Steven Rosenthal, a senior fellow at the nonpartisan Tax Policy Center, was just one year out of law school in 1986 when Congress last passed a significant revision of the tax code. He, and hundreds of other tax attorneys, spent years watching that process unfold, Rosenthal recalled.
This time, “there hasn’t been the deliberate and slow unfolding [of the legislation] like there was in ’86,” he said. “The whole process has been so opaque and so rushed that few people understand what has been going on.”
The new tax legislation, which delivers deep and permanent tax cuts to corporations and temporary relief to individuals, was hammered out by Republicans in a matter of months, delivering Trump his first major legislative victory on an issue many expected would not be resolved until 2018, if at all.

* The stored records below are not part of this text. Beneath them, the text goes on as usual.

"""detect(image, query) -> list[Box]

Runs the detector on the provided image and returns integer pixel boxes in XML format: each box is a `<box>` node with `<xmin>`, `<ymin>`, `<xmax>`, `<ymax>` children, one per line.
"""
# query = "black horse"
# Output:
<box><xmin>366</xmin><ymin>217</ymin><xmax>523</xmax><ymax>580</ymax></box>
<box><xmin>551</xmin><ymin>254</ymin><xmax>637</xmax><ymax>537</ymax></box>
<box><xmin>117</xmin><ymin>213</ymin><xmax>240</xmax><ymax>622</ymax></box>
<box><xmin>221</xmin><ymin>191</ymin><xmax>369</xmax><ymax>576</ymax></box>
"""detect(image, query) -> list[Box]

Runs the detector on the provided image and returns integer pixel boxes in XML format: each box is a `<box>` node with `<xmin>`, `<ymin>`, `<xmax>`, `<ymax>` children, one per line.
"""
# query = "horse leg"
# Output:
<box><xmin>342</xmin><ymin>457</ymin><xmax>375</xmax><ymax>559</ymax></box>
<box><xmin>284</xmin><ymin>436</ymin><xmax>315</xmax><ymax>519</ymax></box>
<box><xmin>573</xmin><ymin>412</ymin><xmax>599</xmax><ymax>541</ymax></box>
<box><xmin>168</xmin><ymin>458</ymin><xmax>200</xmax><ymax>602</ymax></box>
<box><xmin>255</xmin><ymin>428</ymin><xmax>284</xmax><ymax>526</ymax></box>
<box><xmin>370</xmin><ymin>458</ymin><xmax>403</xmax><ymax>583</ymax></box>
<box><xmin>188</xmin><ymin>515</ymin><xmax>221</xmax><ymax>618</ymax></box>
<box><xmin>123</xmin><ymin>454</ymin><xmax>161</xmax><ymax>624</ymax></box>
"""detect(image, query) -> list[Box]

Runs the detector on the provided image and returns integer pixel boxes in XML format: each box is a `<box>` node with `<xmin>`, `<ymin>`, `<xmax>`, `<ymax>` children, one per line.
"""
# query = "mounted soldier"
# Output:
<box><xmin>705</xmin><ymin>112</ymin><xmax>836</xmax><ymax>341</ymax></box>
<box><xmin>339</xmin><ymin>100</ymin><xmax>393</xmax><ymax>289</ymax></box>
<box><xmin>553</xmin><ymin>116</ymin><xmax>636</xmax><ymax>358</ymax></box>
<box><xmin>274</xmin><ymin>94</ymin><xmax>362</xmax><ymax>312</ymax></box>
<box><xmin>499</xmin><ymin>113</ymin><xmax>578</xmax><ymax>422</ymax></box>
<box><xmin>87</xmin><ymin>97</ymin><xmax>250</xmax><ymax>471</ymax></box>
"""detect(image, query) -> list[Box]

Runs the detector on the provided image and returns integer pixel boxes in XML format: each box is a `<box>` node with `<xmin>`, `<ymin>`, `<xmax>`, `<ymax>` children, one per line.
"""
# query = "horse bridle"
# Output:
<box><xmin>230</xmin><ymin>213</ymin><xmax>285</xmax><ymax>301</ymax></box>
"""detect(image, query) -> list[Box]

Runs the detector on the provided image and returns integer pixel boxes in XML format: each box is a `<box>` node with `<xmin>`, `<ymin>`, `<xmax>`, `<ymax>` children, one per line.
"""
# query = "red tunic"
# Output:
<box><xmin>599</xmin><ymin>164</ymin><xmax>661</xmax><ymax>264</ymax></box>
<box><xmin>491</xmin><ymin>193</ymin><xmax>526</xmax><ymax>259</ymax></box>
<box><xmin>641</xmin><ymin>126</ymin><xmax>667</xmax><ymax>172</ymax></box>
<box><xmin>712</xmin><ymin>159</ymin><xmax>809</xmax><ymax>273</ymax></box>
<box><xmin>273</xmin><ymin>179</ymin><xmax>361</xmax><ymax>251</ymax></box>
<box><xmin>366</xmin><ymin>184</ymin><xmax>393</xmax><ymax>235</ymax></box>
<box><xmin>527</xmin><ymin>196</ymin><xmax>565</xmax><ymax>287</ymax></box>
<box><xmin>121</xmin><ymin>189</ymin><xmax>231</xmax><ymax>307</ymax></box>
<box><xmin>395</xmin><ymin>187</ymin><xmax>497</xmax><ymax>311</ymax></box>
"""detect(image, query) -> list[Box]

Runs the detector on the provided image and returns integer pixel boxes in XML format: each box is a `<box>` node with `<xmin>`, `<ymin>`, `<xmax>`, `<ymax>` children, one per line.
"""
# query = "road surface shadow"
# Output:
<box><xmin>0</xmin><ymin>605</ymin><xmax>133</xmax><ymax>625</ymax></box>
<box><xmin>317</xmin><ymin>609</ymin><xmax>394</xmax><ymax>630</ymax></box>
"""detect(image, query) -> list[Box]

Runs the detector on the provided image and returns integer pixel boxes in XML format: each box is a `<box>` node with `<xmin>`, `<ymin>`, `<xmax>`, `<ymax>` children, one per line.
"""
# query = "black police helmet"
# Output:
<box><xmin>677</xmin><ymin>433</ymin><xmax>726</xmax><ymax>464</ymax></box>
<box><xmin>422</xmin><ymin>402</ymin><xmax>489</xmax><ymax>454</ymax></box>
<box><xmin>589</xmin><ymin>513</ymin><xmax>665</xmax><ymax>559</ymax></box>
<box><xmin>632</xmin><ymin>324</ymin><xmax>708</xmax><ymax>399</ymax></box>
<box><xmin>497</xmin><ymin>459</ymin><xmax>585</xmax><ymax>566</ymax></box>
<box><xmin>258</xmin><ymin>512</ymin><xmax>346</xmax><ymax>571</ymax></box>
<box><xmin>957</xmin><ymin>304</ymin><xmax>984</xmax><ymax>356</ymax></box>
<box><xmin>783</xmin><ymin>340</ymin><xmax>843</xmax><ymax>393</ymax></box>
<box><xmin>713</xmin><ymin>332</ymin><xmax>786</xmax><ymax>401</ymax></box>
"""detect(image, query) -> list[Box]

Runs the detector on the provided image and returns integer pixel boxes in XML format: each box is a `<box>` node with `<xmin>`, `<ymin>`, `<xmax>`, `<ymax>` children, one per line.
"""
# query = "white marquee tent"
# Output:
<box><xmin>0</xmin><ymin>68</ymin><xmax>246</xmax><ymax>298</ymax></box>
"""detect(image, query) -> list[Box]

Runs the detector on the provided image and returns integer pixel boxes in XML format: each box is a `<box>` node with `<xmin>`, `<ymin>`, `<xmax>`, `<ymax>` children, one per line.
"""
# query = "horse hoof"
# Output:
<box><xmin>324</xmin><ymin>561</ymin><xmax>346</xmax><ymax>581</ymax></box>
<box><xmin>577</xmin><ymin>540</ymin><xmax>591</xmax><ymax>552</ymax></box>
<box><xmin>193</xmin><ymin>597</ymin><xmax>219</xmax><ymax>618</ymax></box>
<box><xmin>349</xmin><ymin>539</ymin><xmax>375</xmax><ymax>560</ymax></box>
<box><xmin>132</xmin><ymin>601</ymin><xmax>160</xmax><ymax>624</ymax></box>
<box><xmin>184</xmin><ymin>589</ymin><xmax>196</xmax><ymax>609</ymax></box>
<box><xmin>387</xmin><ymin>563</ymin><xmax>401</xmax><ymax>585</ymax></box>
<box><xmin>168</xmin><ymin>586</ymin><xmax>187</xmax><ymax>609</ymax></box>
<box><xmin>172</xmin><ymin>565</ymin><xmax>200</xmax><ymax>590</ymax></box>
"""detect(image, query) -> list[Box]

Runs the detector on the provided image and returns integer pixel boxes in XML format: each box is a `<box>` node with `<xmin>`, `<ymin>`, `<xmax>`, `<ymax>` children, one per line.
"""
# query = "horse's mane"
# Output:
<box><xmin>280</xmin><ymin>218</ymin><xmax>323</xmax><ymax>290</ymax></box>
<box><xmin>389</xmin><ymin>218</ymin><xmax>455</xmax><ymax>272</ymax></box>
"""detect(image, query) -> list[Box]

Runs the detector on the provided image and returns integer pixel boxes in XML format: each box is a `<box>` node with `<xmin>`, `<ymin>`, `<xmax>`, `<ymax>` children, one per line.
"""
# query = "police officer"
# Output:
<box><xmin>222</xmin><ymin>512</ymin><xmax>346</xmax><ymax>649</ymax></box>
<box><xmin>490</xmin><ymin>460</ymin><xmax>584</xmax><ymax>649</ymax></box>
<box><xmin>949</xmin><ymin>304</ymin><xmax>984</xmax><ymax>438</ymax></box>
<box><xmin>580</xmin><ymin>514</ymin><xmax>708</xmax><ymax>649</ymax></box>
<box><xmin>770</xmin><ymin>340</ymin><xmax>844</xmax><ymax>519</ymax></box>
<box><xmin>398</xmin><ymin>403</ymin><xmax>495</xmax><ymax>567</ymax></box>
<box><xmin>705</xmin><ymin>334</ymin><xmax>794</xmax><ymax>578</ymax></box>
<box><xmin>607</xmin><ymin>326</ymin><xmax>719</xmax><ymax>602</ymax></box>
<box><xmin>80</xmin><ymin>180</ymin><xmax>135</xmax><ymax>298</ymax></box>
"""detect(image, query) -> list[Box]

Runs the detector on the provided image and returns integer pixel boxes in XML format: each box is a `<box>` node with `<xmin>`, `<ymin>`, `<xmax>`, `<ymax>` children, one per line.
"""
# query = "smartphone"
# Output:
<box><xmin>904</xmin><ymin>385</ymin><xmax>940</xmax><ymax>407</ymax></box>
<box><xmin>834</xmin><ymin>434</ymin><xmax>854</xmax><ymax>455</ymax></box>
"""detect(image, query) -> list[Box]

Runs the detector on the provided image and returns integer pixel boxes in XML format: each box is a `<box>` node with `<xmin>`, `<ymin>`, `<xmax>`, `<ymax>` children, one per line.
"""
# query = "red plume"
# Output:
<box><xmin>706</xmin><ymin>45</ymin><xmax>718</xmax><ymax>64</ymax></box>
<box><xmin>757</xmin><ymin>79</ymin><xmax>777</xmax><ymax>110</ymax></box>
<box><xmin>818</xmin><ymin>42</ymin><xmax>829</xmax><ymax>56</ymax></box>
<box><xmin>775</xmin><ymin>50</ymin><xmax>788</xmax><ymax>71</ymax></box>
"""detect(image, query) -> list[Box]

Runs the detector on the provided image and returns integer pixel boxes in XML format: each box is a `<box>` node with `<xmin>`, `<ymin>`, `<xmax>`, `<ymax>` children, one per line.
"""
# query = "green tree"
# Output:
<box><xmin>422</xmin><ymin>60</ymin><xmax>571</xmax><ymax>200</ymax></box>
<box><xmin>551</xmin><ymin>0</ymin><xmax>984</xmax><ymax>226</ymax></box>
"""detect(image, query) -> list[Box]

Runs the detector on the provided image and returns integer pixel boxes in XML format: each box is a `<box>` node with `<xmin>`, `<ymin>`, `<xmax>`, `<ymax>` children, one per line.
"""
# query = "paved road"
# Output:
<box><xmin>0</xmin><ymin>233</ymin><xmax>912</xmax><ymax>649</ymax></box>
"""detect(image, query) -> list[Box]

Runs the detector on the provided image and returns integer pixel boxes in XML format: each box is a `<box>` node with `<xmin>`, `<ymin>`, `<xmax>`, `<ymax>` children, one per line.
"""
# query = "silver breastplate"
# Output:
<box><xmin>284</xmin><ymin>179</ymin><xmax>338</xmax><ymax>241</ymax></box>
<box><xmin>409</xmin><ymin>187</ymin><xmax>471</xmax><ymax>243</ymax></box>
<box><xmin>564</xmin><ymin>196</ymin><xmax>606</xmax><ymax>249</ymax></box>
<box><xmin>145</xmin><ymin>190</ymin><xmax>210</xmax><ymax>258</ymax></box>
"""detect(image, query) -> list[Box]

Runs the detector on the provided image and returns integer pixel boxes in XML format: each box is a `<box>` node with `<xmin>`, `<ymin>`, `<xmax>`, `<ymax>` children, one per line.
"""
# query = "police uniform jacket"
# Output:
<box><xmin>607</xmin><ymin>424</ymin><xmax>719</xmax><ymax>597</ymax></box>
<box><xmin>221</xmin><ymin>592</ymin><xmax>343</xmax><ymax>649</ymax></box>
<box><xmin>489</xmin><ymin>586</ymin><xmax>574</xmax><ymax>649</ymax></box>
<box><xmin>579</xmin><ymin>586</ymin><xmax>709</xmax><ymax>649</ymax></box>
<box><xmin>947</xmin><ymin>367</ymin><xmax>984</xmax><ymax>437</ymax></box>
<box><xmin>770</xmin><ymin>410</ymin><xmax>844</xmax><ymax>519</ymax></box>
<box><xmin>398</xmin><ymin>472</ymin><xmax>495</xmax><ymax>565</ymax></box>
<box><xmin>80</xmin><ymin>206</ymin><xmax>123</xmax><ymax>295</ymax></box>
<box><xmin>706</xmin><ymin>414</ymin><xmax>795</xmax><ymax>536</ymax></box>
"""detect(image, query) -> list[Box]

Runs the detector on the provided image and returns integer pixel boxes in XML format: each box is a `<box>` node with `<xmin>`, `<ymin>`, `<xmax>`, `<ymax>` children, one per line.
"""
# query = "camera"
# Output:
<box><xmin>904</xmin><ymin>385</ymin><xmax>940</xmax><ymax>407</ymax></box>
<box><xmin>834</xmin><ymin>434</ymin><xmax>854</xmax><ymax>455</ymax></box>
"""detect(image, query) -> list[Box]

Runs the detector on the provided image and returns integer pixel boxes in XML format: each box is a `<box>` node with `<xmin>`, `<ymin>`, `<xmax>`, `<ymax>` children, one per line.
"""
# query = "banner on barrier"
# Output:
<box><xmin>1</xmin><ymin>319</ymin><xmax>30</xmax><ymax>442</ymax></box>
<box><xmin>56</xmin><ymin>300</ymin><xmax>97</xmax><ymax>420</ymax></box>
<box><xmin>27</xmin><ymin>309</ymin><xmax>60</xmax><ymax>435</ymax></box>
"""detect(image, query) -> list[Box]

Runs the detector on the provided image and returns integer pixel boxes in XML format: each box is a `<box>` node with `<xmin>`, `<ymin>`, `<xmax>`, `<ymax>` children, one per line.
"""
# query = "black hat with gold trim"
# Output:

It is a double-edged sword for some business owners. Griff Paper and Film, a 100-person distributor in Philadelphia, plans to take advantage of the favorable tax treatment the law provides for “pass-through” corporations and use the savings to buy new equipment, hire more employees, and train the company’s interns to become long-term workers.
But the slow rollout is proving problematic. The Internal Revenue Service has yet to issue guidance on how the company should handle its payroll, for instance.
With little more than a week left in 2017, some individuals are racing to decide whether to take advantage of the changes before the IRS has even finalized the details. The new tax legislation, for instance, would cap deductions for state, local and property taxes at $10,000, prompting a Montgomery County lawmaker to urge the county to help residents prepay their property taxes before the end of the year.
Tax attorneys, meanwhile, said they have heard from clients who plan to accelerate charitable contributions this year because they might not need the deduction next year to lower their tax bill. Others are pondering whether to delay receiving income until 2018, when it could potentially be taxed at a lower rate.
For many people, the law renders obsolete the calculations companies use to withhold taxes from their paychecks, potentially leading some workers to not set aside enough for federal taxes and face a penalty. The American Payroll Association is warning of a potential “disaster” as companies wait to update their computer systems to reflect the changes.